An Air New Zealand flight from Napier to Auckland took off with a metal pole still dangling beneath it. Aviation commentator Irene King said it was a "peculiar" safety incident of "some significance".

"The incident has been reviewed and attributed to human error, and at no stage was the safety of the flight compromised," it said. Air New Zealand confirmed on Thursday that one of its services left Napier to Auckland on June 30, with its prop tail in place.

A tail stand is a metal pole propped between the rear, bottom of the plane and the tarmac to keep the plane steady during loading. Tail stand left in place, aircraft departed Napier [and] flew to Auckland," the information said.

"Obviously it is a system failure. Someone didn't do their walk around [properly]," King said. A CAA spokesperson also said that the main risk of leaving the prop-tail in place during flight was that on landing it could hit the runway and cause damage to the fuselage. The risk of it falling off was "extremely remote".

Stuff.co.nz says that, CAA's long lists of safety incidents, both in-flight and at airports, included knives and an arrowhead found in carry-on bags. In May this year, an unmanned golf cart got caught in a strong Wellington wind and cut an arc around a boarding aircraft's nose. A ground handler stopped the cart before it hit the plane's propeller.

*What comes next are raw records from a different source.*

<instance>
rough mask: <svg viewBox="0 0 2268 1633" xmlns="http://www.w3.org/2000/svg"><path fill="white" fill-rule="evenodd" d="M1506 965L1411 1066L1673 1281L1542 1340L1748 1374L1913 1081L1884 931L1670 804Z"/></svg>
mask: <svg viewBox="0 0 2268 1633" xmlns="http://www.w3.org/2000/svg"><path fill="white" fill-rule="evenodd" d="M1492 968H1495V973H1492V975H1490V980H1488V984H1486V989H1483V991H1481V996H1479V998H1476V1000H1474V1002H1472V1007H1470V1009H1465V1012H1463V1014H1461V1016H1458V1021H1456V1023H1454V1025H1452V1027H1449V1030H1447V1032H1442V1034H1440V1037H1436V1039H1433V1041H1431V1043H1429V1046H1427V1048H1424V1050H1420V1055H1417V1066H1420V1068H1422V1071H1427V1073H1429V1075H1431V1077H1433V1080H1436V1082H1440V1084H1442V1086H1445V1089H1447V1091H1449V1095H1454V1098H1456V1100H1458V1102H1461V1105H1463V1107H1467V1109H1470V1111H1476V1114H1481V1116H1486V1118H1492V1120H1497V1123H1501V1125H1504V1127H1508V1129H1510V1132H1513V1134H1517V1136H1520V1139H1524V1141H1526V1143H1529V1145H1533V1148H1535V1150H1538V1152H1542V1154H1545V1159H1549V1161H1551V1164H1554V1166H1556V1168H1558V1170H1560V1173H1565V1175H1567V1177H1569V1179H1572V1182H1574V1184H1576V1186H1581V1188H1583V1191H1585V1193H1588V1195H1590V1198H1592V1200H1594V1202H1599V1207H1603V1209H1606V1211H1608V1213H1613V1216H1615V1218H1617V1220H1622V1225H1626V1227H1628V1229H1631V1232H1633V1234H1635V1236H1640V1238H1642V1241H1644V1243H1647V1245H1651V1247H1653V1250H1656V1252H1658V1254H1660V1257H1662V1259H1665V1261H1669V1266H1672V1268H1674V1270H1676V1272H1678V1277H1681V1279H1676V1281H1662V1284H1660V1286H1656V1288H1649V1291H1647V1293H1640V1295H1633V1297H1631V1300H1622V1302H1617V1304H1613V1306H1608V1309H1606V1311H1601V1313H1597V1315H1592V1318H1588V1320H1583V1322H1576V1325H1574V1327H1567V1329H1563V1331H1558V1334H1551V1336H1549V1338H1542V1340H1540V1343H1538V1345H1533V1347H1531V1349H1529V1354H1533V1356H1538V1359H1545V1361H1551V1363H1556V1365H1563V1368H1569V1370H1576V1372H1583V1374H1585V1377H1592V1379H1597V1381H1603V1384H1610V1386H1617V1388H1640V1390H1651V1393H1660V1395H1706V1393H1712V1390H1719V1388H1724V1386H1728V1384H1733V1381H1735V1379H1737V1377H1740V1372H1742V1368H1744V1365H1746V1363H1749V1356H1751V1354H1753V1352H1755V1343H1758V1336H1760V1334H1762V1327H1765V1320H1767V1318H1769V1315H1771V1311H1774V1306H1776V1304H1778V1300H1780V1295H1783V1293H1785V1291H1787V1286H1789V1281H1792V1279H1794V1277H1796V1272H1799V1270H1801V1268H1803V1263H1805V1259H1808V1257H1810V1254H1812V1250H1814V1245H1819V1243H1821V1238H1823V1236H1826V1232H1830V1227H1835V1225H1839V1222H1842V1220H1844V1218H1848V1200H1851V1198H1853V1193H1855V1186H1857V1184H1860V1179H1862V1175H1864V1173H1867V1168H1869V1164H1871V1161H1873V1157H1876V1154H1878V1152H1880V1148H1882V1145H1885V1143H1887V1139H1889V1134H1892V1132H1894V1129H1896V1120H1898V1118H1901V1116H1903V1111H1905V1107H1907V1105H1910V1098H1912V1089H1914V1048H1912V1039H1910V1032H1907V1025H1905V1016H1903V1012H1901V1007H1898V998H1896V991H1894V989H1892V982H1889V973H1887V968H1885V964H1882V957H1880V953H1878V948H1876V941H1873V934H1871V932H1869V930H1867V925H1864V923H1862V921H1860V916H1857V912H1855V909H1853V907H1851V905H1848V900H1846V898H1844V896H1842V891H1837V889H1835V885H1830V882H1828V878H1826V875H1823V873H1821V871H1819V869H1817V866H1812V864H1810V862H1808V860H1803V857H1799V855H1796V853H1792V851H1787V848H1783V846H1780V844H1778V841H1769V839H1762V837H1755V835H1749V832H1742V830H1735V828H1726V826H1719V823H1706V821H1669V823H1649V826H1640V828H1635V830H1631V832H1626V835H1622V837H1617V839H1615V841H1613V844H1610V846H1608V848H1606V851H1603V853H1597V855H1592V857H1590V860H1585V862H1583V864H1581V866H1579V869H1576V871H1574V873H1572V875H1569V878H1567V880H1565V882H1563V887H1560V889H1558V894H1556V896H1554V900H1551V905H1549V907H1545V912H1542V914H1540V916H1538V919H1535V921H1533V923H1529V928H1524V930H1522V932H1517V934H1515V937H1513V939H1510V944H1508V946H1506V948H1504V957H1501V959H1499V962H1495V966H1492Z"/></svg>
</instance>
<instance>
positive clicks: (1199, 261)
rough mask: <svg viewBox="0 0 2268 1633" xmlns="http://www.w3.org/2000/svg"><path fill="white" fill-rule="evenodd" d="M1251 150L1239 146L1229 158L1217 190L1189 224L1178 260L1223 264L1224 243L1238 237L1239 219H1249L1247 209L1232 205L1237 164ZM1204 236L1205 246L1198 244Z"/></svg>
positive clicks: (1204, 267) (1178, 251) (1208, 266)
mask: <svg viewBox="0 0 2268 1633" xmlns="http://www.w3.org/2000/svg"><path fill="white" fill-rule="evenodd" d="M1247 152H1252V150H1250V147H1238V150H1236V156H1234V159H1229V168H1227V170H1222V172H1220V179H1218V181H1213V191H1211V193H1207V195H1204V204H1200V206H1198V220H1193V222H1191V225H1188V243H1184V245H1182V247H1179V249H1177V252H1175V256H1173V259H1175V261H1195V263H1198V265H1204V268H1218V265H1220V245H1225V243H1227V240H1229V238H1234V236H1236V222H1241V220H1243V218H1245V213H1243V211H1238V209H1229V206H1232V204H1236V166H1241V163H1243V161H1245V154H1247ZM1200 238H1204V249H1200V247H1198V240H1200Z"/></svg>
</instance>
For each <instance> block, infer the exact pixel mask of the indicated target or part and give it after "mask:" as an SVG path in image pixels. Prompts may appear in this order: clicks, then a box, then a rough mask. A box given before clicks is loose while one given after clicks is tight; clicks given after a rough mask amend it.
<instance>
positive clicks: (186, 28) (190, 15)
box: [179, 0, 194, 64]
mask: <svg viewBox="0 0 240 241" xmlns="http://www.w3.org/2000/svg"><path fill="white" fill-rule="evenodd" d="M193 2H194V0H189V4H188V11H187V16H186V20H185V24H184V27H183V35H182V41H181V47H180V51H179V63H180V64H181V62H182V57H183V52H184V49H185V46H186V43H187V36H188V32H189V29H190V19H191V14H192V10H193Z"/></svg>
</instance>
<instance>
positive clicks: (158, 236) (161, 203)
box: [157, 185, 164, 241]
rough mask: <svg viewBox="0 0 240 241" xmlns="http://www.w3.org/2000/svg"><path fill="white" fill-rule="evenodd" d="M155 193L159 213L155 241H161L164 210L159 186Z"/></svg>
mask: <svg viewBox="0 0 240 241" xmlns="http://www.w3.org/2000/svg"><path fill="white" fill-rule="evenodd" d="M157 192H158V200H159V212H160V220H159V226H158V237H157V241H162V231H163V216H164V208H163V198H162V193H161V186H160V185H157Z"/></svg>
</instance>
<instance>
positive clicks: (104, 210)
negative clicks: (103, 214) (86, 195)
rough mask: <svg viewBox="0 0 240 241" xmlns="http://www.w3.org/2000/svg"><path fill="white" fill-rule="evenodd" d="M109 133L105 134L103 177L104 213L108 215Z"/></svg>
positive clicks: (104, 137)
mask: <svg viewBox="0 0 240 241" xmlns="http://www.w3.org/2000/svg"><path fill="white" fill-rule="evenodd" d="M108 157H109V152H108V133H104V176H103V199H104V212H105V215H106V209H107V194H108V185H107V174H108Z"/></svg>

Two days after Christmas, also in Wellington, a pilot noticed a woman standing on the apron. It turned out she had missed her boarding call and, seeing her flight was about to leave, hopped on the plane through a faulty baggage door.

Wellington Airport spokesperson Greg Thomas said the airport had a strong safety culture, and that the incidents were investigated, and measures taken to prevent such things happening again. CAA noted 207 safety incidents at airports during the year till June, and pointed out in a statement that there were about 190,000 large aeroplane passenger or transport flights in that period.